Mercer School of Medicine preceptors who also appear in the documentary include Dr. Fred Gaton, a physician who practices in Roberta; Dr. James Hotz, an Albany physician; Dr. Edd Jones III, a 1987 graduate of the School of Medicine; and Dr. William Rawlings Jr., a retired physician from Sandersville and former chair of the Mercer School of Medicine Board of Governors.
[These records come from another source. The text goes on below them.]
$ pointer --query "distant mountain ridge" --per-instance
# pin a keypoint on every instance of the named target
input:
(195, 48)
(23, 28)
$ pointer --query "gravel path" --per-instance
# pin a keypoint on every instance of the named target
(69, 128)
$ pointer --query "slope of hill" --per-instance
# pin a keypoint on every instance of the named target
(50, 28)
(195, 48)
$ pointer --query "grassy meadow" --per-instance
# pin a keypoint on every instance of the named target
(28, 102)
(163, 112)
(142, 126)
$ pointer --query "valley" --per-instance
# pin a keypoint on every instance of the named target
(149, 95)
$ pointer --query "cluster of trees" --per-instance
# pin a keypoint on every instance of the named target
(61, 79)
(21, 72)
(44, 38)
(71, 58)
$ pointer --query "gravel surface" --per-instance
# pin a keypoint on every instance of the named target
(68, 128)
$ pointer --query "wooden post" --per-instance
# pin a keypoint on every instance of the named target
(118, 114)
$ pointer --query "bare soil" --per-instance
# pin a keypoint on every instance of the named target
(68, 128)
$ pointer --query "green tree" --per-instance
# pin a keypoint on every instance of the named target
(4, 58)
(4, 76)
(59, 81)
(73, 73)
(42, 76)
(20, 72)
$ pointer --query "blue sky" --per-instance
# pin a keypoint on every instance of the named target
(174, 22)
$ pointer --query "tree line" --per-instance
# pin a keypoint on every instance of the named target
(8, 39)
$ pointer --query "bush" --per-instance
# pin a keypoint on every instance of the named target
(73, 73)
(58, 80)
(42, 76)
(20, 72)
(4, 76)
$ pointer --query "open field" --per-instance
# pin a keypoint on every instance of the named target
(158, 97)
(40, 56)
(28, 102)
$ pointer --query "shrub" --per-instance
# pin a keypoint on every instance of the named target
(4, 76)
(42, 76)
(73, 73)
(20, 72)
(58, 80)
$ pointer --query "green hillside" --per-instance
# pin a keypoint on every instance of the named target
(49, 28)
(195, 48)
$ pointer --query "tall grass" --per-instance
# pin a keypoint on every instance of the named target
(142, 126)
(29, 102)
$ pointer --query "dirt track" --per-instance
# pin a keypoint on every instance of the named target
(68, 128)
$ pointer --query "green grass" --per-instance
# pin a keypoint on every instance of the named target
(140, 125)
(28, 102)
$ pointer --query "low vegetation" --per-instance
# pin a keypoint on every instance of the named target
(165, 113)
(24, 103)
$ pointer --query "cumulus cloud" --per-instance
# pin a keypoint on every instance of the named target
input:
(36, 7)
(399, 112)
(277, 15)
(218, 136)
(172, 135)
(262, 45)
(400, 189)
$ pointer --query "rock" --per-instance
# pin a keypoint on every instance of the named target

GPB broadcast dates and times for Primary Concern include:

Wednesday, April 3, 7 p.m.

Thursday, April 4, Midnight

Saturday, April 6, 3 a.m.

Sunday, April 21, 3 p.m.

Wednesday, April 24, 10 p.m.

More information about the film, including a brief preview, is available online at

About the Mercer University School of Medicine (Macon, Savannah and Columbus):

Mercer University's School of Medicine was established in 1982 to educate physicians and health professionals to meet the primary care and health care needs of rural and medically underserved areas of Georgia. Today, more than 60 percent of graduates currently practice in the state of Georgia and of those, more than 80 percent are practicing in rural or medically underserved areas of Georgia. Mercer medical students benefit from a problem-based medical education program that provides early patient care experiences. Such an academic environment fosters the early development of clinical problem-solving and instills in each student an awareness of the place of the basic medical sciences in medical practice. The School's Savannah campus opened as a full four-year campus in 2008 on the campus of Memorial University Medical Center. The Columbus campus opened in 2012 for third- and fourth-year medical students. Following their second year, students participate in core clinical clerkships at the School's primary teaching hospitals: The Medical Center of Central Georgia in Macon; Memorial University Medical Center in Savannah; and The Medical Center and St. Francis Hospital in Columbus. The School also offers master's degrees in family therapy, preclinical sciences and biomedical sciences and a Ph.D. in Clinical Medical Psychology.

About Mercer University

Founded in 1833, Mercer University is a dynamic and comprehensive center of undergraduate, graduate and professional education. The University enrolls more than 8,300 students in 11 schools and colleges – liberal arts, law, pharmacy, medicine, business, engineering, education, theology, music, nursing and continuing and professional studies – on campuses in Macon, Atlanta and Savannah – and four regional academic centers across the state. The Mercer Health Sciences Center launched July 1, 2012, and includes the University's medical, nursing and pharmacy schools and will add a fourth college – the College of Health Professions – on July 1, 2013. Mercer is affiliated with four teaching hospitals — Memorial University Medical Center in Savannah, the Medical Center of Central Georgia in Macon, and The Medical Center and St. Francis Hospital in Columbus. The University also has educational partnerships with Warner Robins Air Logistics Complex in Warner Robins and Piedmont Healthcare in Atlanta. It operates an academic press and a performing arts center in Macon and an engineering research center in Warner Robins. Mercer is the only private university in Georgia to field an NCAA Division I athletic program.